Réunis pour leur sixième sommet au Brésil, ils ont signé un accord créant une banque de développement et une réserve de change commune. Par cet acte, ils entendent selon la Présidente du Brésil : « reconfigurer la gouvernance économique mondiale » en clair, s’affranchir au moins partiellement du Fonds Monétaire International qui est le bras armé monétaire de l’impérialisme US dominant.
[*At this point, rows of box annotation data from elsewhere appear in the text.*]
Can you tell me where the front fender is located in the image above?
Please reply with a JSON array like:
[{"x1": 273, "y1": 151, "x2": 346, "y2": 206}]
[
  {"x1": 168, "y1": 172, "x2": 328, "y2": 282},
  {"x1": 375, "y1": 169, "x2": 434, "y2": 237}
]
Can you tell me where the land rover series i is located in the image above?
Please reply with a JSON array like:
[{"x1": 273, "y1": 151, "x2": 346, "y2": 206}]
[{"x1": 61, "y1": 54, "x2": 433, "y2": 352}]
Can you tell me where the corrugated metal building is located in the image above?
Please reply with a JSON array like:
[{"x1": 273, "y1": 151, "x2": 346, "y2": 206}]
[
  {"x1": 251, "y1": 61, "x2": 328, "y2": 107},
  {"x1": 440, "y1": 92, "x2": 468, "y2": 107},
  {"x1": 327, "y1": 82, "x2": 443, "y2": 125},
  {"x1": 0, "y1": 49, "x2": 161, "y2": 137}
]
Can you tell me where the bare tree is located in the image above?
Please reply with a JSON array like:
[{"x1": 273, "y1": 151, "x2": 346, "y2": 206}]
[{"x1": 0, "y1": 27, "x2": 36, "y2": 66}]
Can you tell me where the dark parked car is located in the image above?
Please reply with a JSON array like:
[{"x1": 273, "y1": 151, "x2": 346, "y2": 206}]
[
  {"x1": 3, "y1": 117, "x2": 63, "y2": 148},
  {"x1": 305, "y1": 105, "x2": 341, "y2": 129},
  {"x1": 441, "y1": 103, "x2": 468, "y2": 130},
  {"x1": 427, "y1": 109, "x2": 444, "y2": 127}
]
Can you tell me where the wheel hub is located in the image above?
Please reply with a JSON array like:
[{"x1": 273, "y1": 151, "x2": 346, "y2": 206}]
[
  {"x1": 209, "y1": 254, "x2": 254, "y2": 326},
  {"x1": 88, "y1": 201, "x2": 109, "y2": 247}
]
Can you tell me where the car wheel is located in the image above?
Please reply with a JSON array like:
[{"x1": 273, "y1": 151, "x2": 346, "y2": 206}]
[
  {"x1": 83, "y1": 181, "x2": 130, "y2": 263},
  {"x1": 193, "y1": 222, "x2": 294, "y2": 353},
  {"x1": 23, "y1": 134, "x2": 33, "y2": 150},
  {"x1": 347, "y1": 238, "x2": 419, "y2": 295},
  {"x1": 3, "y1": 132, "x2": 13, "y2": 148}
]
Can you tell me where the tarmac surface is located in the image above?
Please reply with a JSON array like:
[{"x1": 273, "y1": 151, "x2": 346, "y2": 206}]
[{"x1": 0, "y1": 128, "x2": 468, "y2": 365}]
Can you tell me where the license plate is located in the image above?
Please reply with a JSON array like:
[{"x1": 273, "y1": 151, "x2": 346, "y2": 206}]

Si la capitalisation du fond ainsi créé est encore modeste (50 milliards de dollars avec l’objectif d’arriver à 100 milliards), elle constitue néanmoins l’amorce d’une possibilité pour des États potentiellement emprunteurs et investisseurs d’éviter les conditionnalités imposées par le FMI et dont on connaît la litanie : austérité, privatisations et ouverture des marchés aux monopoles dominants.

 

Il y a donc incontestablement une volonté politique commune des BRICS de se mettre en situation d’assurer à leurs propres monopoles des marges d’autonomie et de développement par rapport aux monopoles des États impérialistes anciens dominants et en particulier des USA. Cette réalité explique l’attraction que jouent les BRICS auprès d’une grande diversité d’États allant de Cuba à la Turquie en passant par l’Iran et bien d’autres.

 

Cette évolution des choses traduit bien le fait que le Monde bouge au travers du développement même du capitalisme mondial. Des contradictions nouvelles se font jour. Elles dessinent des zones de concurrence et d’affrontements partout dans le Monde. Ce à quoi nous assistons, c’est bien au repartage du Monde et de ses zones d’influences.

 

Chacun des États des BRICS a fait le choix d’un développement capitaliste, ils le font en encourageant et/ou en organisant la constitution de monopoles industriels et agraires capables de rivaliser avec les géants mondiaux actuels. Ces monopoles sont souvent privés, ils peuvent cependant être publics ou mixtes ce qui n’est pas contradictoire avec un développement capitaliste. Se plaçant dans cette logique de développement capitaliste, les BRICS veulent aussi jouer leur partition politique à l’échelle planétaire et asseoir leur domination dans ce qu’ils considèrent comme leurs zones d’influence. Trois d’entre eux sont des puissances nucléaires importantes et disposent de potentiels militaires non négligeables à l’échelle régionale voire mondiale. Analyser la nature et l’évolution des BRICS est donc d’une grande importance politique.

 

Certains y voient l’amorce d’un nouvel ordre mondial ce qui amène des partis communistes et des mouvements progressistes à appuyer leur bourgeoisie nationale monopoliste en participant à des gouvernements de coalition.

 

C’est le cas au Brésil où le Parti Communiste du Brésil (PC do B) est au gouvernement avec le Parti des Travailleurs. Cette alliance autour d’un projet de modernisation du capitalisme brésilien n’est justement pas partagée par le Parti Communiste Brésilien qui mène la bataille de classe en dénonçant l’embrigadement du mouvement populaire à la remorque des forces du capital. Il est donc important de prendre la mesure à la fois des contradictions qui évoluent dans le monde capitaliste mais aussi de bien garder à l’esprit que seule la lutte de classe à l’échelle nationale et internationale est de nature à modifier fondamentalement les rapports internationaux et les rapports sociaux en les extirpant de la dimension monopoliste et impérialiste.